Tuesday, November 4, 2008

Absen T. Palmer

In a dingy bag, mixed in with other diplomatic mail, sat our absentee voting ballots. Over the Atlantic to D.C., then off to the Boone County Clerk’s office to be counted today (we hope). We dropped them off a couple weeks ago at the US Embassy here. We had to pass through a security check, be escorted (2 at a time) to a room where we handed our ballots through a window to a pleasant Kosovar who joked about Julia’s Cuban heritage (we had to show our passports). Our adventure lasted 15 minutes…never saw an American.

Fortunately we haven’t had to deal directly with the political posturing, wardrobe attacks, UNBELIEVABLE promises and slapstick media coverage that accompany every presidential race. The amount of time and money spent on marketing deceit is condescending. Yet, there are checks and balances in our democratic society. Our government is run with a fair amount of transparency...well...translucency. People can be informed and active if they choose to be.

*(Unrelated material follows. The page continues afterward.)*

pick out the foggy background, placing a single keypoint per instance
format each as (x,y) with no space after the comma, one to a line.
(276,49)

Here the government struggles against corruption. The EU supervision is coming in, and the UN supervision is going out. A government “in limbo” one magazine calls it. Checks and balances don’t work yet. One KFOR (Army) chaplin mentioned to me that he feels it will eventually take a massive statement from the people (there are only 3 million) to get leadership to govern for them, not themselves.